Specific drug combinations are additive, synergistic, or antagonistic in CMV inhibition.

Drug combinations consisting of compounds that have been reported to inhibit CMV replication were tested. Compounds generally belonged to classic CMV inhibitors (GCV, FOS), agents with known cellular targets (cardiac glycosides, U0126, sunitinib), and compounds with a yet unidentified target(s) (artemisinins). Using the Bliss model, we were able to distinguish between additive, synergistic, and antagonistic combinations. Combinations with an additive effect included GCV plus digoxin, digitoxin, or ouabain and AS plus dimer 838 or dimer 606, all of which had a Bliss coefficient (observed results by use of the Bliss model divided by the expected result by use of the Bliss model) of approximately 1 (Fig. 2; Table 2). The combination of GCV plus FOS showed mild synergy (Bliss coefficient, 1.26). Synergistic combinations were GCV plus AS, dimer 606, dimer 838, or U0126, AS plus U0126, and ouabain plus sunitinib, with Bliss coefficients of close to or >2. To ensure that synergistic inhibition was not a result of cellular toxicity, an MTT assay was performed. Cell viabilities for these combinations at their highest synergistic effect were 94%, 93%, 89%, 85%, 79%, and 77%, respectively, suggesting that enhanced CMV inhibition was likely achieved through inhibition of independent targets and not as a result of cellular toxicity. Ouabain plus U0126 also showed synergism, with a Bliss coefficient of 1.4 (Fig. 3; Table 2). The combination of GCV plus dimer 606 was also highly synergistic against the TB40 strain (see Table S1 in the supplemental material).

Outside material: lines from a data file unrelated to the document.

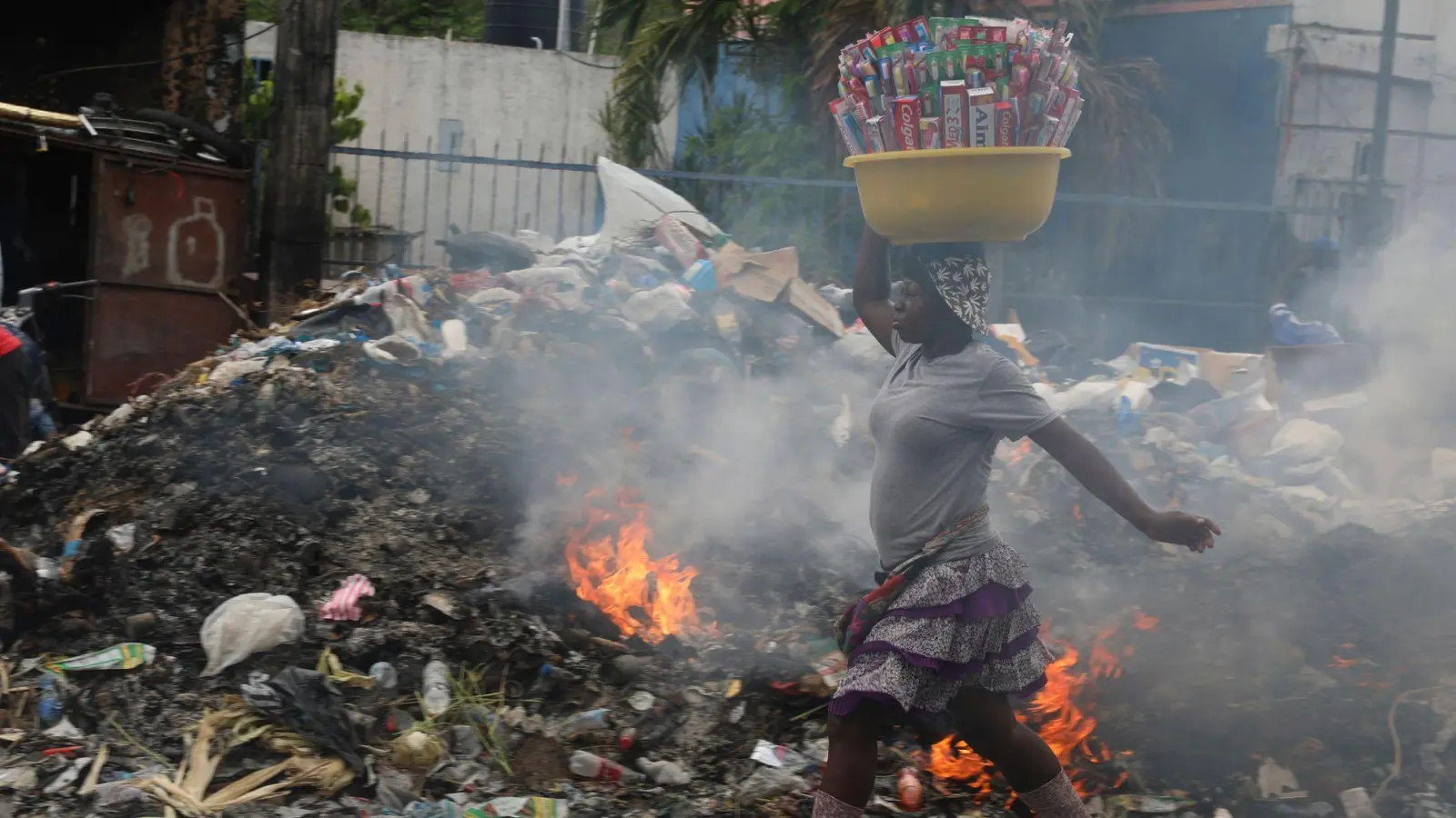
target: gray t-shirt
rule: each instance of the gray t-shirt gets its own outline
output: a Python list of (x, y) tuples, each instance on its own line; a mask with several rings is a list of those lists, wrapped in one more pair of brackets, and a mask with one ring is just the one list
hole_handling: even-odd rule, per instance
[(986, 505), (1000, 438), (1057, 418), (1021, 370), (981, 342), (926, 360), (894, 335), (895, 365), (869, 409), (869, 525), (888, 571)]

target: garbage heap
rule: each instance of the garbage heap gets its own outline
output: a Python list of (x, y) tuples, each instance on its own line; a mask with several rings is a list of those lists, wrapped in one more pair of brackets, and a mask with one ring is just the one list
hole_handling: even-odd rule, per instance
[[(831, 505), (863, 483), (887, 362), (792, 250), (601, 179), (596, 237), (459, 236), (451, 269), (347, 275), (13, 464), (15, 814), (805, 812), (844, 667), (828, 623), (872, 569)], [(1227, 429), (1273, 409), (1252, 381), (1179, 408), (1208, 376), (1130, 358), (1089, 378), (1024, 362), (1149, 496), (1219, 515), (1238, 559), (1147, 543), (1005, 445), (997, 523), (1059, 649), (1025, 718), (1107, 814), (1356, 818), (1366, 787), (1441, 815), (1440, 505), (1385, 534), (1340, 524), (1348, 495), (1286, 491), (1338, 480), (1310, 418), (1275, 410), (1262, 448), (1232, 451)], [(753, 383), (802, 489), (731, 537), (651, 549), (654, 514), (681, 509), (649, 486), (743, 460), (705, 442), (703, 402)], [(1238, 422), (1210, 434), (1198, 412), (1229, 399)], [(1382, 787), (1392, 700), (1421, 764)], [(1006, 805), (952, 725), (885, 738), (875, 812)]]

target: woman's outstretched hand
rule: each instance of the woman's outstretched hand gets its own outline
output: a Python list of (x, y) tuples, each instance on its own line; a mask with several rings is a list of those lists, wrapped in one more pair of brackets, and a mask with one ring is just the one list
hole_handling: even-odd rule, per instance
[(1149, 540), (1184, 546), (1203, 553), (1213, 547), (1213, 539), (1223, 534), (1219, 525), (1207, 517), (1194, 517), (1181, 511), (1160, 511), (1143, 525)]

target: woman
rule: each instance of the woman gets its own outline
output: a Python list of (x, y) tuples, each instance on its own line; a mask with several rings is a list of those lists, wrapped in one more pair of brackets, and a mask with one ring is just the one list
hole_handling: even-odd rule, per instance
[(962, 739), (1040, 818), (1085, 815), (1056, 754), (1009, 702), (1045, 683), (1051, 652), (1026, 603), (1026, 565), (987, 523), (1000, 438), (1031, 437), (1147, 537), (1203, 552), (1217, 525), (1158, 512), (1042, 400), (986, 333), (990, 277), (978, 246), (910, 249), (895, 301), (884, 239), (868, 229), (855, 307), (895, 357), (869, 412), (875, 441), (871, 527), (885, 584), (840, 622), (850, 667), (830, 704), (828, 764), (815, 818), (858, 818), (875, 785), (887, 718), (949, 710)]

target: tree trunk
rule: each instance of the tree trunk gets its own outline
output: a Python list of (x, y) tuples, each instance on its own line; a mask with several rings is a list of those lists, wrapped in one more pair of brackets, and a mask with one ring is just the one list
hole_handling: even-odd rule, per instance
[(290, 0), (278, 19), (264, 252), (269, 320), (319, 279), (329, 233), (329, 144), (338, 0)]

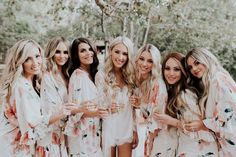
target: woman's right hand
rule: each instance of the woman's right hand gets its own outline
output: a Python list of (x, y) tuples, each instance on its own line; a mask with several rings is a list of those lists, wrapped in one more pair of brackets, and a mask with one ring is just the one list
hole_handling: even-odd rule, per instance
[(137, 96), (134, 94), (129, 97), (129, 103), (134, 107), (134, 108), (140, 108), (140, 101)]

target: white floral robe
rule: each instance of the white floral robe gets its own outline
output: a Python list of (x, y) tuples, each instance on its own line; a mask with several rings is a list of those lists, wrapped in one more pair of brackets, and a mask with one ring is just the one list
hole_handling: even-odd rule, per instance
[[(41, 146), (41, 143), (43, 142), (42, 138), (45, 137), (46, 132), (48, 131), (47, 125), (49, 116), (42, 116), (39, 95), (35, 92), (31, 82), (23, 76), (20, 76), (17, 79), (15, 87), (13, 87), (10, 106), (13, 107), (12, 112), (16, 113), (15, 118), (17, 118), (21, 132), (21, 135), (17, 136), (17, 141), (19, 138), (19, 147), (11, 156), (31, 157), (32, 155), (35, 155), (36, 157), (45, 157), (45, 148)], [(4, 109), (6, 108), (4, 107)], [(5, 130), (5, 135), (7, 133), (14, 134), (15, 132), (13, 129), (15, 126), (9, 125), (1, 126), (1, 128), (3, 127), (3, 130)], [(12, 131), (7, 132), (10, 130)], [(10, 141), (12, 140), (13, 139)], [(1, 142), (8, 141), (1, 140)], [(14, 143), (11, 144), (13, 145)], [(3, 143), (2, 146), (4, 145), (5, 144)]]
[[(95, 84), (101, 97), (105, 96), (104, 103), (107, 98), (111, 97), (113, 89), (105, 82), (105, 74), (103, 70), (97, 72)], [(122, 102), (123, 109), (117, 113), (110, 114), (102, 121), (102, 144), (103, 156), (110, 157), (111, 147), (131, 143), (133, 140), (133, 131), (137, 131), (135, 116), (132, 106), (129, 104), (131, 93), (127, 86), (118, 88), (121, 96), (117, 101)], [(107, 91), (105, 93), (105, 91)], [(118, 100), (119, 99), (119, 100)], [(111, 105), (111, 101), (110, 104)]]
[[(97, 88), (87, 72), (76, 69), (69, 81), (69, 101), (78, 103), (97, 98)], [(68, 135), (69, 154), (75, 157), (102, 157), (99, 118), (83, 118), (83, 113), (70, 116), (65, 133)]]
[(217, 71), (210, 80), (205, 126), (220, 144), (221, 157), (236, 155), (236, 83), (228, 73)]
[[(145, 96), (145, 94), (143, 94)], [(141, 112), (146, 114), (148, 112), (149, 117), (147, 118), (147, 134), (145, 141), (145, 156), (151, 157), (174, 157), (177, 148), (177, 131), (175, 128), (167, 128), (166, 125), (156, 122), (152, 118), (152, 114), (155, 110), (160, 113), (165, 112), (167, 103), (167, 91), (166, 85), (162, 78), (158, 78), (154, 84), (153, 89), (150, 92), (149, 103), (146, 106), (141, 106)], [(146, 113), (145, 113), (146, 112)], [(153, 148), (148, 143), (148, 135), (150, 132), (158, 129), (158, 135), (154, 139)]]
[[(41, 83), (42, 111), (45, 115), (56, 115), (60, 108), (68, 101), (67, 87), (64, 82), (57, 81), (51, 72), (43, 75)], [(50, 125), (50, 132), (44, 139), (50, 157), (67, 157), (63, 126), (65, 122), (59, 120)]]
[(0, 114), (0, 156), (15, 157), (19, 151), (20, 129), (16, 115), (15, 93), (4, 99)]
[[(188, 105), (178, 112), (178, 119), (183, 122), (191, 122), (201, 119), (201, 112), (197, 102), (197, 96), (190, 90), (181, 93), (182, 100)], [(187, 132), (178, 130), (179, 146), (177, 157), (218, 157), (218, 148), (215, 135), (212, 131)]]

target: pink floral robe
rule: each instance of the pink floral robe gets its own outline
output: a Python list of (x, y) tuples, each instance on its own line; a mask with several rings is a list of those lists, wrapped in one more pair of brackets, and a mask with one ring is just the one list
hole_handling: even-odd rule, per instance
[(236, 83), (222, 71), (210, 80), (205, 126), (212, 130), (220, 145), (221, 157), (236, 155)]
[[(51, 72), (46, 72), (42, 78), (40, 96), (43, 114), (56, 115), (61, 106), (68, 101), (66, 84), (62, 80), (56, 80)], [(68, 156), (63, 133), (64, 125), (65, 121), (59, 120), (49, 126), (50, 132), (44, 140), (50, 157)]]

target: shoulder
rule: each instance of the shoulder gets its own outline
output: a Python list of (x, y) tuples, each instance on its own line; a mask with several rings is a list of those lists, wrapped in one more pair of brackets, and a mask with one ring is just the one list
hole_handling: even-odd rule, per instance
[(31, 83), (26, 78), (24, 78), (23, 76), (20, 76), (16, 80), (13, 90), (17, 93), (18, 92), (22, 93), (22, 92), (31, 92), (34, 89)]
[(159, 77), (158, 79), (156, 79), (154, 87), (155, 86), (157, 86), (160, 89), (166, 90), (166, 84), (164, 80), (162, 79), (162, 77)]
[(75, 69), (74, 72), (72, 73), (71, 77), (75, 77), (75, 76), (84, 76), (87, 75), (87, 73), (79, 68)]
[(210, 86), (213, 90), (230, 93), (236, 93), (236, 83), (227, 72), (216, 72), (210, 81)]
[(187, 98), (187, 99), (191, 99), (191, 100), (197, 100), (197, 94), (194, 93), (193, 91), (186, 89), (184, 91), (181, 92), (181, 97), (182, 98)]
[(43, 73), (43, 76), (42, 76), (42, 80), (45, 81), (45, 82), (48, 82), (51, 80), (51, 73), (50, 72), (44, 72)]
[(96, 73), (95, 79), (96, 78), (103, 78), (103, 77), (105, 77), (104, 70), (103, 69), (98, 70), (98, 72)]

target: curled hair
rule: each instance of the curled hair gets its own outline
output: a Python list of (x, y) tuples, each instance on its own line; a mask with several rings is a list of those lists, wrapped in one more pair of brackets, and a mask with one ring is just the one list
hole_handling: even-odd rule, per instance
[(227, 74), (228, 72), (221, 66), (218, 59), (206, 48), (194, 48), (191, 51), (189, 51), (185, 59), (186, 67), (187, 67), (187, 60), (189, 57), (192, 57), (193, 59), (197, 60), (199, 63), (203, 64), (206, 68), (206, 71), (204, 72), (201, 79), (194, 77), (188, 70), (190, 75), (188, 81), (190, 82), (190, 84), (193, 84), (197, 87), (197, 89), (199, 90), (198, 93), (202, 93), (201, 95), (199, 95), (199, 105), (202, 115), (205, 116), (206, 102), (209, 95), (210, 79), (217, 71), (222, 71)]
[(98, 61), (98, 58), (97, 58), (97, 50), (96, 48), (94, 47), (94, 45), (91, 43), (91, 41), (87, 38), (77, 38), (73, 41), (72, 45), (71, 45), (71, 66), (70, 66), (70, 70), (69, 70), (69, 74), (71, 75), (75, 69), (79, 68), (80, 67), (80, 59), (79, 59), (79, 55), (78, 55), (78, 52), (79, 52), (79, 45), (81, 43), (86, 43), (88, 44), (92, 51), (93, 51), (93, 63), (90, 64), (90, 76), (92, 78), (92, 81), (94, 82), (95, 80), (95, 75), (98, 71), (97, 67), (98, 67), (98, 64), (99, 64), (99, 61)]
[[(12, 95), (12, 90), (15, 86), (16, 80), (23, 75), (23, 63), (29, 56), (30, 51), (33, 47), (36, 47), (43, 59), (43, 50), (34, 40), (20, 40), (15, 43), (7, 51), (7, 57), (5, 59), (5, 69), (1, 77), (1, 86), (0, 86), (0, 97), (1, 99), (7, 99), (9, 101), (10, 96)], [(43, 71), (42, 63), (42, 71)], [(41, 74), (35, 75), (33, 77), (33, 87), (39, 93), (40, 89)]]
[[(174, 59), (178, 66), (180, 67), (181, 77), (178, 82), (175, 84), (169, 84), (165, 78), (165, 68), (166, 62), (169, 59)], [(168, 92), (168, 101), (166, 112), (168, 115), (172, 117), (177, 117), (177, 111), (180, 109), (181, 106), (186, 106), (187, 104), (181, 98), (181, 92), (185, 91), (187, 87), (187, 74), (184, 69), (184, 55), (179, 52), (172, 52), (165, 56), (162, 61), (162, 76), (166, 83), (167, 92)]]
[(64, 38), (64, 37), (55, 37), (51, 39), (45, 49), (45, 57), (46, 57), (46, 65), (47, 65), (47, 71), (51, 71), (53, 75), (57, 74), (58, 67), (57, 64), (54, 61), (54, 56), (57, 51), (57, 47), (60, 43), (63, 43), (68, 51), (69, 59), (68, 61), (62, 66), (62, 74), (65, 77), (65, 79), (68, 81), (69, 80), (69, 63), (70, 63), (70, 46), (69, 42)]
[[(148, 75), (148, 78), (144, 80), (143, 82), (140, 82), (141, 75), (137, 67), (137, 62), (144, 51), (147, 51), (151, 54), (152, 60), (153, 60), (153, 66), (152, 66), (151, 72)], [(146, 94), (145, 98), (147, 99), (146, 101), (148, 101), (150, 98), (151, 90), (154, 88), (155, 82), (157, 81), (159, 77), (161, 77), (160, 51), (154, 45), (146, 44), (138, 50), (138, 54), (135, 57), (135, 63), (136, 63), (136, 71), (138, 72), (137, 73), (137, 79), (139, 81), (138, 84), (140, 84), (140, 89), (142, 93)]]
[(127, 37), (119, 36), (111, 42), (104, 67), (105, 81), (112, 87), (115, 85), (116, 78), (114, 75), (114, 64), (112, 62), (111, 52), (113, 48), (118, 44), (124, 44), (128, 50), (128, 59), (127, 62), (121, 68), (121, 73), (125, 83), (128, 85), (129, 89), (131, 89), (135, 86), (134, 66), (132, 63), (132, 57), (134, 56), (134, 47), (132, 41)]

FIG 2 — Additive effect of AS plus dimer 838 and GCV plus digoxin. HFFs were infected with pp28-luciferase CMV (MOI = 1) and treated with each compound individually, followed by treatment with the drug combinations at various concentrations. Each compound was tested at 2× its EC₅₀, followed by 2-fold serial dilutions. A fixed ratio of drug concentration was used, diluting each compound 2-fold in each test iteration. Luciferase activity was measured in cell lysates collected at 72 hpi. Data represent mean values ± SDs of triplicate determinations from three independent experiments. Solid line, theoretical (expected) Bliss dose-response curve; dotted line, observed Bliss curve. Additivity was determined on the basis of calculation of the Bliss coefficient at the EC₅₀ of each drug combination.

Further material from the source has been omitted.